Cole Sprouse's year in photos
From his first commission to his latest fashion story, Cole Sprouse talks us through his photographic journey.
All images courtesy Cole Sprouse
We asked a handful of our favourite photographers to look back at 2019 and remember it through the photographs they took. From i-D contributions to personal pictures of friends, family and strangers on the street, this is Cole Sprouse: My Year in Photos.
Cole Sprouse first began placing himself behind the camera whilst studying at New York University. "I was an archaeological student, and during excavations I became obsessed with documenting the land and lives of other countries and people," he says. His interest eventually culminated in a small commission from Traveler magazine on a cross-country story across America. "A lot has changed since then." Alongside his acting roles, he's shot editorials for L'Uomo Vogue, 10 Magazine and W, candid images backstage at the Met Ball and, most notably, of the strangers on the street taking covert pictures of him via his second Instagram account, @camera_duels.
My primary fascination within photography has always been the landscape. At least, the landscape was how it all started. I was an archaeological student in university, and during excavations I became obsessed with documenting the land and lives of other countries and people. This anthropological work would eventually turn me to look for possible photo patrons in New York City that would help support the passion. I booked a small, unpaid gig with Conde Nast’s Traveler magazine to shoot a story I had pitched about a cross country trip by rail. Here’s a quick throwback of one of the shots. A lot has changed since then.
As a consequence of living within one of the greatest fashion hubs on earth, New York City, I got swept up into a group of young like-minded photographers in school who would travel during the week to odd locations to shoot portfolios for models/stylists/etc. I ended up doing quite a bit of breaking and entering in order to find novel locations that hadn’t been overexposed (like much of the rest of the city). This is how I ended up building much of my own early portfolio. Here’s a photo from a roadtrip some of us had taken out to the country during one beautiful day in fall.
Pretty early on I guess I associated the act of travel and discovery to my own photography ‘style,’ and used the landscape as both backdrop and supporting subject. I let the landscape do most of the heavy lifting. Truly, for me, the person or fashion within the frame served primarily as a garnish, something to accommodate the landscape rather than the opposite. As a consequence I forced my way into places in order to photograph places others hadn’t.

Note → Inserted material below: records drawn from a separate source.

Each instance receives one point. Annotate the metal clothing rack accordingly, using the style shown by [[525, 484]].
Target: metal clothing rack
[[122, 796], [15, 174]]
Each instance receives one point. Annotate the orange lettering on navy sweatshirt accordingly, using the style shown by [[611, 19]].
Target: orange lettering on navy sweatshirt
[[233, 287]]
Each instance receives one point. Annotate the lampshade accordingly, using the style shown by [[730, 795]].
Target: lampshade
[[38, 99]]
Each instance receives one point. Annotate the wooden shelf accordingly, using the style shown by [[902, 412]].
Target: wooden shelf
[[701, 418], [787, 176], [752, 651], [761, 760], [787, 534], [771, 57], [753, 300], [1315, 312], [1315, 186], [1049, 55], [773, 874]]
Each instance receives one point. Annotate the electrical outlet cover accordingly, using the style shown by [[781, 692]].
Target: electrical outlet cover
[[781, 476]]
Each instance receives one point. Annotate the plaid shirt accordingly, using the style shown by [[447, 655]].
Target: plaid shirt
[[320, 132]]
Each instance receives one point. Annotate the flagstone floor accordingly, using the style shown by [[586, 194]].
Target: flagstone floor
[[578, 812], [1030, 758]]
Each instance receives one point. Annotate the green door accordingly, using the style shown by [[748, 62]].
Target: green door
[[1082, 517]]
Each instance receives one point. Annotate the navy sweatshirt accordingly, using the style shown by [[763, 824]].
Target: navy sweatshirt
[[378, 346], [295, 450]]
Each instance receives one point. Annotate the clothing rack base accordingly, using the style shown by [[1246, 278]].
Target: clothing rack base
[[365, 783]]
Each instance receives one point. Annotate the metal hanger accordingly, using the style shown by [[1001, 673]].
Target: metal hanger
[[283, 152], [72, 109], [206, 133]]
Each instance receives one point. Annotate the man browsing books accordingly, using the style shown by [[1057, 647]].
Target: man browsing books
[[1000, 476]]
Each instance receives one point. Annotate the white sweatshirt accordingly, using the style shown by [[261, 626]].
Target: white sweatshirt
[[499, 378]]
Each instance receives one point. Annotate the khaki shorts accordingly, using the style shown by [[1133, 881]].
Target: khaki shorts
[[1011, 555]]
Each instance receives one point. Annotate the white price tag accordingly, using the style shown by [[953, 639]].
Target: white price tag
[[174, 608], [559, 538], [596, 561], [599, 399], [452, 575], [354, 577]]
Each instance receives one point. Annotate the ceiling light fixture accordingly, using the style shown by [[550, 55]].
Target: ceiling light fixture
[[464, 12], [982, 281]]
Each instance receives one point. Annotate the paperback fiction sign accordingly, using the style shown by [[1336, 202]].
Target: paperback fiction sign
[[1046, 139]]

This was a small series I had done that served as such an example: an agricultural sulfur field on the northern shore of Vancouver. My friend Sasha and I woke up at the crack of dawn in order to get golden hour lighting on the already golden hills of the city. This shoot was really what catalysed my fever for landscapes.
There came a time to balance the legal restrictions of commercial and editorial work with a guerilla kind of photography I was doing before. It took me a hot second to work out shooting permits, but I ended up getting quite intense about ensuring a photogenic location above all else.
This was a series I shot earlier this year at the Salton Sea. I had always wanted to photograph the location, as the lake itself is highly alkaline, and it creates a shoreline of crystalised animal skeletons and powdered bone. The lake became incredibly still near to sunset. I remember the entire cast and crew taking a moment away from our shoot to simply watch the desert sunset colour the sky and sea in the way it's so famous for.
Natural lighting has always been what I found myself most drawn to. Natural light can be incredibly limiting, and is often victim to weather conditions, and so for most projects I’ll bring auxiliary portable lighting kits. But I enjoy the hard directional lighting of a sunny day. These photos were taken after a small film I directed this year, at a train station a couple hours outside London.
The solitude and meditative nature of that experience is what I strive for. Perhaps it’s an aversion to the trappings of a life, now, deeply intertwined with the public and virtual society. But I find that the narrative of ‘adventure’ and road trip has found a place within the hearts of very many people living so connected to a virtual and fabricated space. It’s also introduced me to a wonderful team of creatives looking to create work far outside their homes.
Here’s a shot from Iceland that I was able to drag some friends to. Far outside Reykjavik on the black sands of the southern coast.
And another couple from earlier this year just outside Santa Barbara, California.
Even now, the work I create focuses upon the landscape and the journey to the chosen space. There and back again.